Data: 2007-03-27 21:46:48
Temat: Re: Tulipany - przesadzanie
Od: Magdalena Bassett <i...@b...com>
Pokaż wszystkie nagłówki
Izabela Wójcik wrote:
> Mam w ogrodzie kilka miejsc, ktore nazywam "przedszkolem".

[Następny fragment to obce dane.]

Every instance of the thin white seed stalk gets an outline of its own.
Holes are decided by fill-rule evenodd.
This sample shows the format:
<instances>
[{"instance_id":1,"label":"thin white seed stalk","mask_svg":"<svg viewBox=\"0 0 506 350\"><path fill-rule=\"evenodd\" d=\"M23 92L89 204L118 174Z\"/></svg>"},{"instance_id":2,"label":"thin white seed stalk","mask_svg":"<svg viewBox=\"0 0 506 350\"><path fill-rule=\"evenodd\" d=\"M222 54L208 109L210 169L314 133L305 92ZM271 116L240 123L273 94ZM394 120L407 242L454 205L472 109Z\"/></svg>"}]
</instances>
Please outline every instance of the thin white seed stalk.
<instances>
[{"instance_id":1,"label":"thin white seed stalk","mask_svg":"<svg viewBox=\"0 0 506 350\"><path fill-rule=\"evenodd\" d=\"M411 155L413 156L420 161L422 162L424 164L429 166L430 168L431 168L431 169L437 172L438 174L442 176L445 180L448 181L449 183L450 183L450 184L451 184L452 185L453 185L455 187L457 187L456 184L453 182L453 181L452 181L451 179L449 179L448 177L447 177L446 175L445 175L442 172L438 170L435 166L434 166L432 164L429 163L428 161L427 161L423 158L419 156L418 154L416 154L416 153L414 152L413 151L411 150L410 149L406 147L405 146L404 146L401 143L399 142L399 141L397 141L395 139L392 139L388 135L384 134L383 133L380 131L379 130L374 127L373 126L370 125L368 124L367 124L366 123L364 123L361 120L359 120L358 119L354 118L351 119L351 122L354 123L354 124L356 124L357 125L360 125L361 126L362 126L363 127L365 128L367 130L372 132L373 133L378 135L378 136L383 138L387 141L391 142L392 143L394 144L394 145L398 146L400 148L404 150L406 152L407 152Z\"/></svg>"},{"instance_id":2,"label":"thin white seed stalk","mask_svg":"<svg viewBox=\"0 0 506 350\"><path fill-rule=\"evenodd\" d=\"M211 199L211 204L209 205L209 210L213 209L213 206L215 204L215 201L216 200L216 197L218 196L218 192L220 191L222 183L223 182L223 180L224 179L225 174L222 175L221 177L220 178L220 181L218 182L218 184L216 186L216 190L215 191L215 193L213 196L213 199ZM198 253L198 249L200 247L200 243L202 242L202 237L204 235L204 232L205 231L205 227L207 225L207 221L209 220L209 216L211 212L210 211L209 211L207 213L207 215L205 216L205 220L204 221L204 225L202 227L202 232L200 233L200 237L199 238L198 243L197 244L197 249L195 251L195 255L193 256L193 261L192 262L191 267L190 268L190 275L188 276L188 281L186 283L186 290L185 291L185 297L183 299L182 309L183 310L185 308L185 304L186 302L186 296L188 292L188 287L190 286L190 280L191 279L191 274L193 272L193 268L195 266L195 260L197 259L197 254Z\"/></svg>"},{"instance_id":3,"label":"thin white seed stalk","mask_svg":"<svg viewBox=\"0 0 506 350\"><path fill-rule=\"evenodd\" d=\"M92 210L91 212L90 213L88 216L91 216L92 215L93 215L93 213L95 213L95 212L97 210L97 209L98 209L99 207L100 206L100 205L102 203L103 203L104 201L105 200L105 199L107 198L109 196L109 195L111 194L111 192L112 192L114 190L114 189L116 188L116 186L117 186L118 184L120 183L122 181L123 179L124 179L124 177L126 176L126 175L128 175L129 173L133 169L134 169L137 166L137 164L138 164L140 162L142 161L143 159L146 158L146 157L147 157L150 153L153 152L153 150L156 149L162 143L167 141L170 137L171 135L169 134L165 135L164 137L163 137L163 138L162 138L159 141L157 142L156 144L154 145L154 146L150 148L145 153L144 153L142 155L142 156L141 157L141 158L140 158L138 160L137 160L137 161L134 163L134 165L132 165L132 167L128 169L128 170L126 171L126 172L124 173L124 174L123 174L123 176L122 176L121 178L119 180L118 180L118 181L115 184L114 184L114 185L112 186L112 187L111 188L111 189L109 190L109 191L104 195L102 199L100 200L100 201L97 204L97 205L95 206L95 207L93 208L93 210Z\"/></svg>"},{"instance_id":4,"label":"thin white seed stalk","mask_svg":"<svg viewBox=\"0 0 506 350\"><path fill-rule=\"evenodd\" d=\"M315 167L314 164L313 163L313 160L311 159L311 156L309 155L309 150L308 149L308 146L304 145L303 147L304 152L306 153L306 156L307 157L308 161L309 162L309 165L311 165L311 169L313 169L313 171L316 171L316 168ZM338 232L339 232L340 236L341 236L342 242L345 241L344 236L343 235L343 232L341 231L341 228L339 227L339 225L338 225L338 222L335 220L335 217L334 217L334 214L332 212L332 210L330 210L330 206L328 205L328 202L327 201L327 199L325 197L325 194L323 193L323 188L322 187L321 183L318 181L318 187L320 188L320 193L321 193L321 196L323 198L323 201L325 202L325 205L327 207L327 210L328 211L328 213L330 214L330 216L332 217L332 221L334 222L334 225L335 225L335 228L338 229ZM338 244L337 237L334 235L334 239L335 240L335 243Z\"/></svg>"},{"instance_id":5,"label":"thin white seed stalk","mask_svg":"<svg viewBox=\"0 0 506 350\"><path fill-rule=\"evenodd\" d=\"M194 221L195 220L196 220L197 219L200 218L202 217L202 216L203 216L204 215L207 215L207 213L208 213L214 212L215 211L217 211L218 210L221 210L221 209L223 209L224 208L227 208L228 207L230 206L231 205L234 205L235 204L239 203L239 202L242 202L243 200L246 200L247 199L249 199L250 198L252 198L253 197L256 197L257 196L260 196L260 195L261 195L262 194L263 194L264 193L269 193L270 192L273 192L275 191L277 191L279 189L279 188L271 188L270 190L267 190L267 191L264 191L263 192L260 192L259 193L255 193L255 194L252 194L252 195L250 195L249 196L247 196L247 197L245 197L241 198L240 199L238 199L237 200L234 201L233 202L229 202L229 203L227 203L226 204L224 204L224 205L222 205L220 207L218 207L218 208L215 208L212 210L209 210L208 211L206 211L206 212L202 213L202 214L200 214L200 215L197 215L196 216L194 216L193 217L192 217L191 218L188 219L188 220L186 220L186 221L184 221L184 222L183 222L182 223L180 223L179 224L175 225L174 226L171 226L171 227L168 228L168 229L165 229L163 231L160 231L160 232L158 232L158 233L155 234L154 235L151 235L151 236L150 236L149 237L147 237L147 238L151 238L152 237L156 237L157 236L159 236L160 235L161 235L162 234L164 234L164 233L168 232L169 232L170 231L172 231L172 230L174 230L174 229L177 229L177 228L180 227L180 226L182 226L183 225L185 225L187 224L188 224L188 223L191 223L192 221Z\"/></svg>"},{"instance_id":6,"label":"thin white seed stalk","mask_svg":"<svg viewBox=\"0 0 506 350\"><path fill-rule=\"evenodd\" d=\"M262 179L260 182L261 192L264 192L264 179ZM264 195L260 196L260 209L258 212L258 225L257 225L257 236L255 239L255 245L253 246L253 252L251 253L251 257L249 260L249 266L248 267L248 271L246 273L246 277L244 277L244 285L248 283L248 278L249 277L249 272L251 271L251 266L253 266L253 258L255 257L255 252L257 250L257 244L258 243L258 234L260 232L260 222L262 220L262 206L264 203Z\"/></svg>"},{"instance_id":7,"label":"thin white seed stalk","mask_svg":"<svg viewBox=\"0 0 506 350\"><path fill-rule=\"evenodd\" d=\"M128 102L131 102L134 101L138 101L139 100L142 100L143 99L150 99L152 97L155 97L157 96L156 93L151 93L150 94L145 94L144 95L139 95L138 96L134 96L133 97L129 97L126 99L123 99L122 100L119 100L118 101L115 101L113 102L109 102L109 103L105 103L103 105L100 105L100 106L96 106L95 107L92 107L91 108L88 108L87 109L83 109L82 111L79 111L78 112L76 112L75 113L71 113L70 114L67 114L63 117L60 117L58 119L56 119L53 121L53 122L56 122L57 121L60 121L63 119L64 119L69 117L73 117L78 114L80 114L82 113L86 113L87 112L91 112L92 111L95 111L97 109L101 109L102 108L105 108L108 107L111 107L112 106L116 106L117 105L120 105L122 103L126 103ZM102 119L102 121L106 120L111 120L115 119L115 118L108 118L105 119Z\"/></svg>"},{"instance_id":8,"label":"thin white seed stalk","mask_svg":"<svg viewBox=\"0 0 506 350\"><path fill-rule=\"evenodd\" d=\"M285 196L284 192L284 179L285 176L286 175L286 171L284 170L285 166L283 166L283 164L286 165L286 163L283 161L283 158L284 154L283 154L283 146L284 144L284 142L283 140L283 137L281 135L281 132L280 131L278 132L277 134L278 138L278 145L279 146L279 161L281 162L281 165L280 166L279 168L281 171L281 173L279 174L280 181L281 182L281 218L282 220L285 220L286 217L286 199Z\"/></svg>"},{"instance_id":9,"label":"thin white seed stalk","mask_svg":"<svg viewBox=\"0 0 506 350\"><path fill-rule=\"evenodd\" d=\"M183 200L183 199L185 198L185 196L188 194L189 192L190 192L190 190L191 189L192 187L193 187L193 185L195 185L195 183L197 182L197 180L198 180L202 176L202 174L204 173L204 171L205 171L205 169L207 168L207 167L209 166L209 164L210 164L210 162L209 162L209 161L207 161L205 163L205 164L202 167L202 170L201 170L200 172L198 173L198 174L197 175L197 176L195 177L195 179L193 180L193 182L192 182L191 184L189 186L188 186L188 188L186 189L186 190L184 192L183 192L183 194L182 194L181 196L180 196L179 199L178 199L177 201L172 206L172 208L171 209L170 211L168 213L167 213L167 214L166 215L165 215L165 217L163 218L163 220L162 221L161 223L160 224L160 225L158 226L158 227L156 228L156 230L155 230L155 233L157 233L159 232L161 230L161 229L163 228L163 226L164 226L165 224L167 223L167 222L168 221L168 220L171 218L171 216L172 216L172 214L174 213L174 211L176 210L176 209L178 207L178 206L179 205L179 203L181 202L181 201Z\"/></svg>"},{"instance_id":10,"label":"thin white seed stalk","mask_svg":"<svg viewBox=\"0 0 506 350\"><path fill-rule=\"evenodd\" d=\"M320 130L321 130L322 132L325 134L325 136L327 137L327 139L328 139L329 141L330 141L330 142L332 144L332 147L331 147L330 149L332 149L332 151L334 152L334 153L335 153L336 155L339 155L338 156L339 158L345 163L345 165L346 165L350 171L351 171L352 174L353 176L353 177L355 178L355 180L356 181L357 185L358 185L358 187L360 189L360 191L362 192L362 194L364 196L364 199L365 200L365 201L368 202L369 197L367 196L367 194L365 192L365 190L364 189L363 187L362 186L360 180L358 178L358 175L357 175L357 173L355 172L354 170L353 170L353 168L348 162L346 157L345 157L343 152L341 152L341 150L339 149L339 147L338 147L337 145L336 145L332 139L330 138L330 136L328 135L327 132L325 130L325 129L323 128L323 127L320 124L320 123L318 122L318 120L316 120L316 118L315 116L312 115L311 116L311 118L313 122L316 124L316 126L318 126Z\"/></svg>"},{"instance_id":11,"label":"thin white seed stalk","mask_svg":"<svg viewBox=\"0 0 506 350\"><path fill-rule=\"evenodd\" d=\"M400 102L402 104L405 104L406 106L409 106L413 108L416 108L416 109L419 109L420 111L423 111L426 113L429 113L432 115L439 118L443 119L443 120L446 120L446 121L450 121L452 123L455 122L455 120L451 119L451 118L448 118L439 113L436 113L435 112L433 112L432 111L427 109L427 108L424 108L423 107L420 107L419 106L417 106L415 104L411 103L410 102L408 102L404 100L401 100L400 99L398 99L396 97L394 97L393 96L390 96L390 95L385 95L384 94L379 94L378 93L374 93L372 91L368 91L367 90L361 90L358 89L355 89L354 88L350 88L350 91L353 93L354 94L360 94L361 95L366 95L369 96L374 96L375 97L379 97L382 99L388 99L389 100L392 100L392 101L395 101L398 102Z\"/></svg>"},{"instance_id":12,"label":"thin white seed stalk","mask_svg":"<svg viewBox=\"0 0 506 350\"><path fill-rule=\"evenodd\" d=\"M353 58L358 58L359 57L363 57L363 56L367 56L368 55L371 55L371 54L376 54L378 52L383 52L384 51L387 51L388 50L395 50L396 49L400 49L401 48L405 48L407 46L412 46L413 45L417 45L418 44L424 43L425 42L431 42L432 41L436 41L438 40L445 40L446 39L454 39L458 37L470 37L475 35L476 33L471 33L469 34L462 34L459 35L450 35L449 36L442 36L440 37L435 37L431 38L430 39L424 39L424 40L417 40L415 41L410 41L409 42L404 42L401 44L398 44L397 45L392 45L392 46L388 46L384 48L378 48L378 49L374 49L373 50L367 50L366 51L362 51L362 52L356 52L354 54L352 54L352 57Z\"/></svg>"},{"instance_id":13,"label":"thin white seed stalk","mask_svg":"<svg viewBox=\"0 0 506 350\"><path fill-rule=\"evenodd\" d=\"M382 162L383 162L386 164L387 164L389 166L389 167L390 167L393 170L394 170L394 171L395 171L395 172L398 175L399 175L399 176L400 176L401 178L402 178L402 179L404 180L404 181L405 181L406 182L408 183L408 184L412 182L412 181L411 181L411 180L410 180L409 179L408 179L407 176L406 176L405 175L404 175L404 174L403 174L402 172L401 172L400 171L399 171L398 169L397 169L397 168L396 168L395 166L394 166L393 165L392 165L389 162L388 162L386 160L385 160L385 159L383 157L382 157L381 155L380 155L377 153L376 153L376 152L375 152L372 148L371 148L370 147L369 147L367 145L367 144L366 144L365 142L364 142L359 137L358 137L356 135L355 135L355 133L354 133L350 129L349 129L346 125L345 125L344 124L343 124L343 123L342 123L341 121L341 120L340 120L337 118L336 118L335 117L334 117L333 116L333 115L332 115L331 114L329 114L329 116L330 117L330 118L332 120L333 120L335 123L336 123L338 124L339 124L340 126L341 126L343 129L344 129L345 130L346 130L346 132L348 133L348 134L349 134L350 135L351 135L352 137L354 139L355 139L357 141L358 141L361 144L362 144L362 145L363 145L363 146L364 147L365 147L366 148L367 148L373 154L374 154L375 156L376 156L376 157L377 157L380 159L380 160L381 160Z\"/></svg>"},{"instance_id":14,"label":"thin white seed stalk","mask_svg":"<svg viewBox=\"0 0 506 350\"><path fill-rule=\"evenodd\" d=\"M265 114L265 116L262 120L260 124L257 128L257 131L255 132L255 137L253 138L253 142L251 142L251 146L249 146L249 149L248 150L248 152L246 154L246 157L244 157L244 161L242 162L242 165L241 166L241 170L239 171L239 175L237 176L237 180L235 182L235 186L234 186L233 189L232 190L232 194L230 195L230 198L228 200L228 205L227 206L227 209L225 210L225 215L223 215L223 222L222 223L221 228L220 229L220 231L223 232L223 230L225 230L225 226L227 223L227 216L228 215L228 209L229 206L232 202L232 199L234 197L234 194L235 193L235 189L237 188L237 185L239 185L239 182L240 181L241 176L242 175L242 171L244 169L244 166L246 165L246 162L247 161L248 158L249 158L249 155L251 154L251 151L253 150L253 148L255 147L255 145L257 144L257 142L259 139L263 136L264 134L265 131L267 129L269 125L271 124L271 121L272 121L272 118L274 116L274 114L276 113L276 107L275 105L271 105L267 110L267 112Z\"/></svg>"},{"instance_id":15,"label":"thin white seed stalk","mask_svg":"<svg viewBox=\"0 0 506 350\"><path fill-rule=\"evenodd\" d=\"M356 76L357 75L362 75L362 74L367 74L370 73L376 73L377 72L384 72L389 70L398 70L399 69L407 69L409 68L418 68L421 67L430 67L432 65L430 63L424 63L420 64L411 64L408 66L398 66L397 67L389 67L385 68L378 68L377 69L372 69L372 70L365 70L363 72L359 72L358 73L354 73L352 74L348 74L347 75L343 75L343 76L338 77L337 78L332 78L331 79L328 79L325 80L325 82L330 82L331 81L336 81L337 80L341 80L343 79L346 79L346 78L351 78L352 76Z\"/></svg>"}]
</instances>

Ja tez mam, (nazywam to tak samo, nursery), glownie na patyki i nasiona
- teraz wykopuje caly szereg winogron, ktorym dalam miejsce w
przedszkolu zeszlej jesieni - pojda ze mna do nastepnego ogrodu, jak
rowniez jakies natywne thuje, ktore powykopywalam po lasach, a teraz
znow je przeprowadze. Gdy porzadkowalam ziolowy ogrod po zimie, tez
pobralam odrosty z roznych ziol, ktore teraz w donicach dalej ladnie
rosna. Nawet szarotki mi rosna, mimo, ze wygladaly, jak zdechle, ale
wyskoczyly w tym tygodniu.
>Wykopalam je
> bardzo gleboko i przenioslam z wieksza iloscia ziemi, na lopacie, i wlozylam
> do dolka kawalek dalej. Przenosiny zniosy bez szwanku.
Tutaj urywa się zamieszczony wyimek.